In [1]: import warp_prism
In [2]: from odo import odo, resource
In [3]: import pandas as pd
In [4]: table = resource(
...: 'postgresql://localhost/bz::yahoo_index_vix',
...: schema='quandl',
...: )
In [5]: warp_prism.to_dataframe(table).head()
Out[5]:
asof_date open_ high low close volume \
0 2016-01-08 22.959999 27.080000 22.480000 27.010000 0.0
1 2015-12-04 17.430000 17.650000 14.690000 14.810000 0.0
2 2015-10-29 14.800000 15.460000 14.330000 14.610000 0.0
3 2015-12-21 19.639999 20.209999 18.700001 18.700001 0.0
4 2015-10-26 14.760000 15.430000 14.680000 15.290000 0.0
adjusted_close timestamp
0 27.010000 2016-01-11 23:14:54.682220
1 14.810000 2016-01-11 23:14:54.682220
2 14.610000 2016-01-11 23:14:54.682220
3 18.700001 2016-01-11 23:14:54.682220
4 15.290000 2016-01-11 23:14:54.682220
In [6]: odo(table, pd.DataFrame).head()
Out[6]:
asof_date open_ high low close volume \
0 2016-01-08 22.959999 27.080000 22.480000 27.010000 0.0
1 2015-12-04 17.430000 17.650000 14.690000 14.810000 0.0
2 2015-10-29 14.800000 15.460000 14.330000 14.610000 0.0
3 2015-12-21 19.639999 20.209999 18.700001 18.700001 0.0
4 2015-10-26 14.760000 15.430000 14.680000 15.290000 0.0
adjusted_close timestamp
0 27.010000 2016-01-11 23:14:54.682220
1 14.810000 2016-01-11 23:14:54.682220
2 14.610000 2016-01-11 23:14:54.682220
3 18.700001 2016-01-11 23:14:54.682220
4 15.290000 2016-01-11 23:14:54.682220
In [7]: pd.read_sql_table(table.name, table.bind, table.schema).head()
Out[7]:
asof_date open_ high low close volume \
0 2016-01-08 22.959999 27.080000 22.480000 27.010000 0.0
1 2015-12-04 17.430000 17.650000 14.690000 14.810000 0.0
2 2015-10-29 14.800000 15.460000 14.330000 14.610000 0.0
3 2015-12-21 19.639999 20.209999 18.700001 18.700001 0.0
4 2015-10-26 14.760000 15.430000 14.680000 15.290000 0.0
adjusted_close timestamp
0 27.010000 2016-01-11 23:14:54.682220
1 14.810000 2016-01-11 23:14:54.682220
2 14.610000 2016-01-11 23:14:54.682220
3 18.700001 2016-01-11 23:14:54.682220
4 15.290000 2016-01-11 23:14:54.682220
In [8]: len(warp_prism.to_dataframe(table))
Out[8]: 6565
In [9]: %timeit warp_prism.to_dataframe(table)
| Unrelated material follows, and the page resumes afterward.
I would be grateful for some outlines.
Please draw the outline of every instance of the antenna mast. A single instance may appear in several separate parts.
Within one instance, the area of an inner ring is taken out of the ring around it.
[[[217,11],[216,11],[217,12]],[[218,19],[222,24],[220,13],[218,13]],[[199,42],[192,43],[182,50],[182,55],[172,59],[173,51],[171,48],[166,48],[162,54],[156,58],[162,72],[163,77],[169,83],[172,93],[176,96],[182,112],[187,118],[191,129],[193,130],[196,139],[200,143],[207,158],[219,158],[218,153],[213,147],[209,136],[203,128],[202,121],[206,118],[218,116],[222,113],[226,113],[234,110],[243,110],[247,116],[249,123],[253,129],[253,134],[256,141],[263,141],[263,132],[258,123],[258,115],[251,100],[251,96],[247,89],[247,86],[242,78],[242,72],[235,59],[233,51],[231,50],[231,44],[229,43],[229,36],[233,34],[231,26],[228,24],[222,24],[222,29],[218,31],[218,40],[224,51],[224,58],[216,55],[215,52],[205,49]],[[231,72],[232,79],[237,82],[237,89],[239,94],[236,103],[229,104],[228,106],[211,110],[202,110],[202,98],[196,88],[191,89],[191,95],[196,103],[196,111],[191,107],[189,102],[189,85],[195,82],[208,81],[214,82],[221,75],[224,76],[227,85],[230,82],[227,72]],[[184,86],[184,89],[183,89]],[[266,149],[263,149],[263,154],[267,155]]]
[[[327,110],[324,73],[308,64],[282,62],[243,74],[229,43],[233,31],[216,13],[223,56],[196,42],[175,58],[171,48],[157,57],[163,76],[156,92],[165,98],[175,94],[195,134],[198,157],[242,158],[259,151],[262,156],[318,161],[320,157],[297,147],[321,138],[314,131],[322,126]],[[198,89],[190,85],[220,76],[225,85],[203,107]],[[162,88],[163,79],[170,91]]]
100 loops, best of 3: 7.55 ms per loop
In [10]: %timeit odo(table, pd.DataFrame)
10 loops, best of 3: 49.9 ms per loop
In [11]: %timeit pd.read_sql_table(table.name, table.bind, table.schema)
10 loops, best of 3: 61.8 ms per loop
In [12]: big_table = odo(
...: pd.DataFrame({
...: 'a': np.random.rand(1000000),
...: 'b': np.random.rand(1000000)},
...: ),
...: 'postgresql://localhost/test::largefloattest',
...: )
In [13]: %timeit warp_prism.to_dataframe(big_table)
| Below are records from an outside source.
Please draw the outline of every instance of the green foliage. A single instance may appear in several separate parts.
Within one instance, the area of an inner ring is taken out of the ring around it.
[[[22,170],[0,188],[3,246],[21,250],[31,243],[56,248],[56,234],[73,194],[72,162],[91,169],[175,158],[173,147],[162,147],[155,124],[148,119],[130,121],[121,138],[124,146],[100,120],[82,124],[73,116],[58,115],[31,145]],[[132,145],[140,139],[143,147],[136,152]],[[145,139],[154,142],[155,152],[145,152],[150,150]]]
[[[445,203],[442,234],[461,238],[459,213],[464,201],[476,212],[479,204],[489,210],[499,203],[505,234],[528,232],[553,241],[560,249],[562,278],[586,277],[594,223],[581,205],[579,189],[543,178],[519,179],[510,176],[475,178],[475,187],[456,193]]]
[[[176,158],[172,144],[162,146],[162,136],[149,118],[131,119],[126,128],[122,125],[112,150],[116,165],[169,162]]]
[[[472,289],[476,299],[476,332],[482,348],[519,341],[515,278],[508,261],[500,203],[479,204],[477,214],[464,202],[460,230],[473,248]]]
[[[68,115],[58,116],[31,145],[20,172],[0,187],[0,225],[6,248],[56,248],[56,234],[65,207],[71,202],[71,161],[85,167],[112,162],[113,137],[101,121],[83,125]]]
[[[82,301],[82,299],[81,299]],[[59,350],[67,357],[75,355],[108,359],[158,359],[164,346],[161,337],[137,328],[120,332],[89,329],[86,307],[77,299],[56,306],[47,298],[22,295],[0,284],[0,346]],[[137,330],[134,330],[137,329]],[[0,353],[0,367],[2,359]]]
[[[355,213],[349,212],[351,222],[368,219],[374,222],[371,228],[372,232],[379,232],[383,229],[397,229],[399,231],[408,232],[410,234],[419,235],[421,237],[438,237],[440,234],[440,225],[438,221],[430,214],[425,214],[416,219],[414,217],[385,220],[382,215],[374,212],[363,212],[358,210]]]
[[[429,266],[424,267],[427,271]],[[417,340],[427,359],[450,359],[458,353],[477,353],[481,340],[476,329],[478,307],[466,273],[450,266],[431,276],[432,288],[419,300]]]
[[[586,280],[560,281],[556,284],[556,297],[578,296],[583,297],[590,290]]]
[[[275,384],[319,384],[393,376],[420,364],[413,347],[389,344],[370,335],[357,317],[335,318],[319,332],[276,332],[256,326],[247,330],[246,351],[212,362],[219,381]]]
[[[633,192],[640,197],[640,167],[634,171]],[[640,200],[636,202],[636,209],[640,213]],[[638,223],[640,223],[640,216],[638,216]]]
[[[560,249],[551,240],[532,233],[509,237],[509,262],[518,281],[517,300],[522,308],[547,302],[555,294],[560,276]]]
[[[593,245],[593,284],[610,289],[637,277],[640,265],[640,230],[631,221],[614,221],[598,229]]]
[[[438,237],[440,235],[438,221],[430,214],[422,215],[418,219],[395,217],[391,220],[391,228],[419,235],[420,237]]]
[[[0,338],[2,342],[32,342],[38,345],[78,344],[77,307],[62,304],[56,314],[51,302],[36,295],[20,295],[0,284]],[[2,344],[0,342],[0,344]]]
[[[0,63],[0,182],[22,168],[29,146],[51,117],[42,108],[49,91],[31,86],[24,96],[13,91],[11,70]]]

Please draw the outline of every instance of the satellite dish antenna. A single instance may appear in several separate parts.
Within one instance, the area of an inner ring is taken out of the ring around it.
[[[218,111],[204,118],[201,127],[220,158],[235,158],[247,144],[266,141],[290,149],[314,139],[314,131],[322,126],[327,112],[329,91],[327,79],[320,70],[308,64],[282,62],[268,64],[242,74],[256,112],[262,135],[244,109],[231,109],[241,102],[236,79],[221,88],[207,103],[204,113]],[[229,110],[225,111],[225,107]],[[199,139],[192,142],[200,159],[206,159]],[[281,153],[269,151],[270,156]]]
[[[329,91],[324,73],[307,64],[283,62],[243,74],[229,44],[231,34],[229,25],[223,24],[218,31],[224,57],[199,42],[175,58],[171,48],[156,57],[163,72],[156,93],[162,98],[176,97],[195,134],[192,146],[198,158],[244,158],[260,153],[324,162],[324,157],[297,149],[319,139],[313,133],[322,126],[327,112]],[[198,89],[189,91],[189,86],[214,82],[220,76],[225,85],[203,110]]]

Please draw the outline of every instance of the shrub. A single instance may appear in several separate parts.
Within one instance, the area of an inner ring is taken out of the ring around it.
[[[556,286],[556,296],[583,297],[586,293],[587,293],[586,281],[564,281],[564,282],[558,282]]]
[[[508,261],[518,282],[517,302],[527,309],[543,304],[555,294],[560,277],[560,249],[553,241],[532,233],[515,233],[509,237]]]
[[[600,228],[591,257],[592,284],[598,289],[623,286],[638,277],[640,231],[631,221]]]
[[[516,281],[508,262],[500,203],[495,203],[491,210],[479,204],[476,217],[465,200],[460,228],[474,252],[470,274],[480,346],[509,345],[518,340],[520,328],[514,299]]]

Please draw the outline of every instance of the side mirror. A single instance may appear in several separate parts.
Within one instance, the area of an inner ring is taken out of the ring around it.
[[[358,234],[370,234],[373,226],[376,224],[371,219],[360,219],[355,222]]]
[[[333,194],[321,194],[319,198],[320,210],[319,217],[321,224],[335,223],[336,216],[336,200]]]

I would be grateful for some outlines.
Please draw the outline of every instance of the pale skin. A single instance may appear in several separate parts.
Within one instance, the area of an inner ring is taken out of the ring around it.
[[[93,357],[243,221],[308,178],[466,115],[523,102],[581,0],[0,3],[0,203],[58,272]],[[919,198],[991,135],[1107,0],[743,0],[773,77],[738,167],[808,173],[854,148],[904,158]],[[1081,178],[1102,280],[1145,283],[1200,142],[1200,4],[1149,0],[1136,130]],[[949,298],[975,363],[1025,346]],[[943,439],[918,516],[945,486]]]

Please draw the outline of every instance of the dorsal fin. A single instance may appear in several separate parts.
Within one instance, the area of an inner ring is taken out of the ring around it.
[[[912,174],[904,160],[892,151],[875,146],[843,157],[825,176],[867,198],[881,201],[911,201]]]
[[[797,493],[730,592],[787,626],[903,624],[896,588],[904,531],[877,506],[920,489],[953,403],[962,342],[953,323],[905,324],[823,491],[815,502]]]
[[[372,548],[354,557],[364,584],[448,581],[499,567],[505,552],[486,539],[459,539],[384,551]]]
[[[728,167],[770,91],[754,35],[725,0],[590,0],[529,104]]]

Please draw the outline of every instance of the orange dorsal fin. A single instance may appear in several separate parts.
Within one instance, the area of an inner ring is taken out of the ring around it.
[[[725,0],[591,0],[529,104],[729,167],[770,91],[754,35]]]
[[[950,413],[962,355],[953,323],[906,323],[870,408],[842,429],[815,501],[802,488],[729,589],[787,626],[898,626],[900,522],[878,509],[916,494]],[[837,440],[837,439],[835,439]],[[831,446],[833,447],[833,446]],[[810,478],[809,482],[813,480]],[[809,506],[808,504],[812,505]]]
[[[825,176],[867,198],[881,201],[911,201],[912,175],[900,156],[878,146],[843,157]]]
1 loop, best of 3: 248 ms per loop
In [14]: %timeit odo(big_table, pd.DataFrame)
1 loop, best of 3: 1.51 s per loop
In [15]: %timeit pd.read_sql_table(big_table.name, big_table.bind)
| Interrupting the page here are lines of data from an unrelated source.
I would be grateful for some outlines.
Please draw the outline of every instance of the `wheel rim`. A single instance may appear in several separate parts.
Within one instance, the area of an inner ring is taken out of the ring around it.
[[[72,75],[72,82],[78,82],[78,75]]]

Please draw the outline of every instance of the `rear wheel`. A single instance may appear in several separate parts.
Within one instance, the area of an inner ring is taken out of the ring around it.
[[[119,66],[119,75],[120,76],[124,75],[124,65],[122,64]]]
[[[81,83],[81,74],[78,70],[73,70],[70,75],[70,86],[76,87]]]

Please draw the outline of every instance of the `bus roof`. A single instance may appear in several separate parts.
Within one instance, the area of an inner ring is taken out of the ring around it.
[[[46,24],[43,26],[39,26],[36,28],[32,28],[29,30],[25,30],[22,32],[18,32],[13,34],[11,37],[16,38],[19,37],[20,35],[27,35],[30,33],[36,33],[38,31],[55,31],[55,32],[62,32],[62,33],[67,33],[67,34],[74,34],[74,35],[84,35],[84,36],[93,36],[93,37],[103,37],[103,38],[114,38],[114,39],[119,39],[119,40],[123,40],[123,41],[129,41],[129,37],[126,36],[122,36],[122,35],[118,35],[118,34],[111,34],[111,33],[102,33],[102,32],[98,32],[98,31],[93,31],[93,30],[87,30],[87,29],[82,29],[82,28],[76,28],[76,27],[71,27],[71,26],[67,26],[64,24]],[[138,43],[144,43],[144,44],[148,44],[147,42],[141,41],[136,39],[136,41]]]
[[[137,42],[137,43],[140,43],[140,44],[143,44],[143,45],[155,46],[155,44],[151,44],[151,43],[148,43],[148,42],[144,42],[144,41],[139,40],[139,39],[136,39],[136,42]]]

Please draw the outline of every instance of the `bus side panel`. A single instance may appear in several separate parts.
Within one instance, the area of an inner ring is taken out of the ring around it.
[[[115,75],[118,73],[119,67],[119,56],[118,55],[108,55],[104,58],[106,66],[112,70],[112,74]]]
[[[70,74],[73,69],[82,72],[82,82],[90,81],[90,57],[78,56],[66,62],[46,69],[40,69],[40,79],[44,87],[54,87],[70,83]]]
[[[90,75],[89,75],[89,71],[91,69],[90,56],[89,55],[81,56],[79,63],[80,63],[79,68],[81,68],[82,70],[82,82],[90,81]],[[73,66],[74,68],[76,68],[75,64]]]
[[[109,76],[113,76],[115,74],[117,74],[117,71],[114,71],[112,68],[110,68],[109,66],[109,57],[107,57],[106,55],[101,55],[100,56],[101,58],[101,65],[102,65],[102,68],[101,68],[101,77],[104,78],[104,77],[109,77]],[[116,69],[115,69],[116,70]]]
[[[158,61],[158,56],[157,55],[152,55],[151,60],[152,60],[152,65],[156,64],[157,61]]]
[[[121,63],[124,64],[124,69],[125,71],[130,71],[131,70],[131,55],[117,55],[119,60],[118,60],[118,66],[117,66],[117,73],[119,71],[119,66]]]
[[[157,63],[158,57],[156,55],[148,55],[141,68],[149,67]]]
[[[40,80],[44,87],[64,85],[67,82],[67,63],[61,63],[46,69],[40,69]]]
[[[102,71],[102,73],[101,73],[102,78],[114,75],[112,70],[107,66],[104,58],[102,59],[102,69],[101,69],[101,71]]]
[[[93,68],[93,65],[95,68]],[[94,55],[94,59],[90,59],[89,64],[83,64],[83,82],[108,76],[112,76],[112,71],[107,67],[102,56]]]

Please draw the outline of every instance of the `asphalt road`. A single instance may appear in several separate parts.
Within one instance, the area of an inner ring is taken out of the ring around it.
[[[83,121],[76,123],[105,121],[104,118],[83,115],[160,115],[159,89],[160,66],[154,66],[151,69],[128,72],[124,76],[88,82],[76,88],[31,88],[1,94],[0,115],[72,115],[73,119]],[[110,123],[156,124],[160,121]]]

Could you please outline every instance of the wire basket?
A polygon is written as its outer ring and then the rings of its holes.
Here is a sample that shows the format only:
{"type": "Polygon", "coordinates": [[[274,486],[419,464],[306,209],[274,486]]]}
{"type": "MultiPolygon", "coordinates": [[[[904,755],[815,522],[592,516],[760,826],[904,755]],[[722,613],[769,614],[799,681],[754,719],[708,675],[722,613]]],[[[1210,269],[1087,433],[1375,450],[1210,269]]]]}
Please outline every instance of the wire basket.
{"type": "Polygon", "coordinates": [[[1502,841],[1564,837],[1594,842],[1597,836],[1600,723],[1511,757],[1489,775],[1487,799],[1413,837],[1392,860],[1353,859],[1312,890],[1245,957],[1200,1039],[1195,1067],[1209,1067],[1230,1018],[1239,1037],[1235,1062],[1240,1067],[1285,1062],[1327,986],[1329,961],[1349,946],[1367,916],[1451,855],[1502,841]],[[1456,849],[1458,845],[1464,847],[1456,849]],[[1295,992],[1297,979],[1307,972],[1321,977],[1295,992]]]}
1 loop, best of 3: 1.9 s per loop
Warp Prism can be pip installed but requires numpy to build its C extensions:
$ pip install numpy $ pip install warp_prism
Warp Prism is licensed under the Apache 2.0.
Warp Prism is sponsored by Quantopian where it is used to fetch data for use in Zipline through the Pipeline API or interactively with Blaze.